Becky returns to the mansion to find Wilson on the floor with his knife wound.
Jessica reads the manuscript.
Conran returns to his office, staggering in to see the Assistant and Geoff; Geoff wants to know what Conran told them. Geoff keeps asking, Conran keeps lying until the Assistant tells him to finish him – he’s served his purpose and is now a liability. He gives Geoff a rope (he’s not going to do it himself now, is he?) and tells him that Conran’s medical records have been altered to show a history of depression. And the Assistant makes it clear it’s not a request, it’s an order.
Aaargh, someone’s dropped a huge terrifying ethical quandary into the middle of my evil conspiracy theory! The Network completely evil – so absolutely, horrifically evil killing and torturing and maiming and experimenting on people. Of course they’re evil and must be stopped.
And then Conran asks “and what’s your answer?” Damn, here’s a show that will do terrible things to your mind and thinking.
But then Donaldson turns round and really skewers the whole idea of it not being genocide – because in a world without young people you doom the majority of the population to a helpless, poverty wracked old age.
And then there’s Arby and Jessica, so dangerous, so deadly, so broken, so pitiable – scary and villainous and cruel and hurting… damn they’re so well acted and presented and so conflicted.

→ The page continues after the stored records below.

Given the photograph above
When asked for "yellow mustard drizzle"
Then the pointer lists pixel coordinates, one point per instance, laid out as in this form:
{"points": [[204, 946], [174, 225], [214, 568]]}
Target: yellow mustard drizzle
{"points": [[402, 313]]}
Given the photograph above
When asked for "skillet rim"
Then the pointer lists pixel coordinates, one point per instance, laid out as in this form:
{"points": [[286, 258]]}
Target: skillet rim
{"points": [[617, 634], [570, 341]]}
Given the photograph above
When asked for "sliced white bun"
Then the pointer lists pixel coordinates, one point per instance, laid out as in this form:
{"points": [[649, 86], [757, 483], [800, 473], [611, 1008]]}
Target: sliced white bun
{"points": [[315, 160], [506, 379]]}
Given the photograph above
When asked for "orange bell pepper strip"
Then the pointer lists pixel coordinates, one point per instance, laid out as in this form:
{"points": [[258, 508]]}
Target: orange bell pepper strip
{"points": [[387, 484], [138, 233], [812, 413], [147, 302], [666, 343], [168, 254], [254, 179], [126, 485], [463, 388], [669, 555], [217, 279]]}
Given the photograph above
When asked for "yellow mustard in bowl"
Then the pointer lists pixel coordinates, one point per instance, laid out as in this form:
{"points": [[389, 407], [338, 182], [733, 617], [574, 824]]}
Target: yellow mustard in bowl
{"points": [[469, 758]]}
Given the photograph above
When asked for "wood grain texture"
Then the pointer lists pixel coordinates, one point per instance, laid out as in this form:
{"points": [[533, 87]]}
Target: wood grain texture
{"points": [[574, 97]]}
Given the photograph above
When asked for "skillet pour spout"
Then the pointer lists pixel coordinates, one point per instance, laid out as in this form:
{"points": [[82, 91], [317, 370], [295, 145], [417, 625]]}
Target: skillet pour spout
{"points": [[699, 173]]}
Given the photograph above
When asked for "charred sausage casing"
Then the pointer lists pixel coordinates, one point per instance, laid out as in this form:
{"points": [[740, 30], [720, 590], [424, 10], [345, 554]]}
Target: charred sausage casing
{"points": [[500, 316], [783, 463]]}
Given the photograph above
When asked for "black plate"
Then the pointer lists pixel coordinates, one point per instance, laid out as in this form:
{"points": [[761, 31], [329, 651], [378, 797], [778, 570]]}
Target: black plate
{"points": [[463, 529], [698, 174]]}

And so many people are hanging sides, but can we really condemn any of them? (Except maybe Donaldson). I mean, Wilson because he agrees with the Network – can you call him a naïve fool when he is more a victim than any of them? Michael who has just got his family back together and on the right track (though I hate that Anya has been turned into a forced surrogate. For a while I thought she was actually being cared for and protected, valued – but in the end she was valued for her womb and nothing more).
It’s a complex, heavy and very emotionally charged show.